Envisageant la nature humaine dans ses recoins les plus intimes (rapport du corps à
l’espace et au temps, pudeur et identité, finitude et absurdité), elle convoque en
les rejouant, en les détournant, en les malmenant parfois, les genres les plus
établis de la peinture ou du dessin: nu et portrait, paysage et nature morte,
détails et vanités.
Encore le jeu sur ce qui est vu et ce qui est tu — ou invisible — est-il chez elle
faussement classique, plus complexe qu’il n’y paraît. Si l’aspect esthétique et la
sensualité (des peaux, des matières, des textures, des choses) occupent une part
prépondérante dans sa recherche, ce que Nathalie Amand questionne avant tout
c’est le regard du spectateur: sa position et son attitude face à ce qui est dévoilé,
et qui tantôt s’échappe en un flou de bougé, tantôt s’affiche avec excès, à
d’autres moments nous renvoie à nos propres peurs ou à nos besoins d’évasion,
d’interprétation, d’imaginaire, de légèreté.
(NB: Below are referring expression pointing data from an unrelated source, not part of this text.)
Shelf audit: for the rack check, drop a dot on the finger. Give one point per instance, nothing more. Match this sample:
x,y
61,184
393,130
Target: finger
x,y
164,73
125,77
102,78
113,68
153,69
Part visible ou mystérieuse, part des anges (cet alcool capiteux qui s’évapore du
vin) ou part du diable, part de l’oeil ou part maudite, tout chez la photographe
bataille et louvoie, hésite et résiste; entre ciel et terre, entre le pur et l’impur,
entre le délicat et le sulfureux. La beauté des choses est souvent inséparable de
leur fragilité, chaque lumière a son revers de noirceur; la présence passe par le
fait de tourner le dos, voir le réel implique de fermer les yeux… C’est qu’il s’agit
là de vérités contradictoires, plus intérieures que démontrables, et moins encore
démonstratives. Dans la cosmogonie intime d’Amand, la grande soif d’absolu passe
par les petites choses, que l’approche photographique ne se contente pas de
constater mais qu’elle dépasse, envisage autrement, transforme, transcende; et
les plus insignifiantes et délicates, sans gratter trop loin dans le songe ou la
métaphysique, invitent à une forme de recueillement, d’élévation, de méditation…
Le sacré? Peut-être bien, oui; mais son contraire, tout autant. Terrestre et
incarné, trivial s’il le faut. Et si les références abondent (au boudoir fétichiste et
au studio du XIXe, pour les « Hommages licencieux »; aux surréalistes, Ernst en
tête, pour les collages et assemblages; à d’autres grandes figures pour le paysage
et la nature morte…), c’est finalement pour tendre à l’épure, au dépouillement
sans détour, à l’essence d’un mystère — et finalement à une absence, essentielle,
plus difficile encore à nommer qu’à montrer ou à cacher.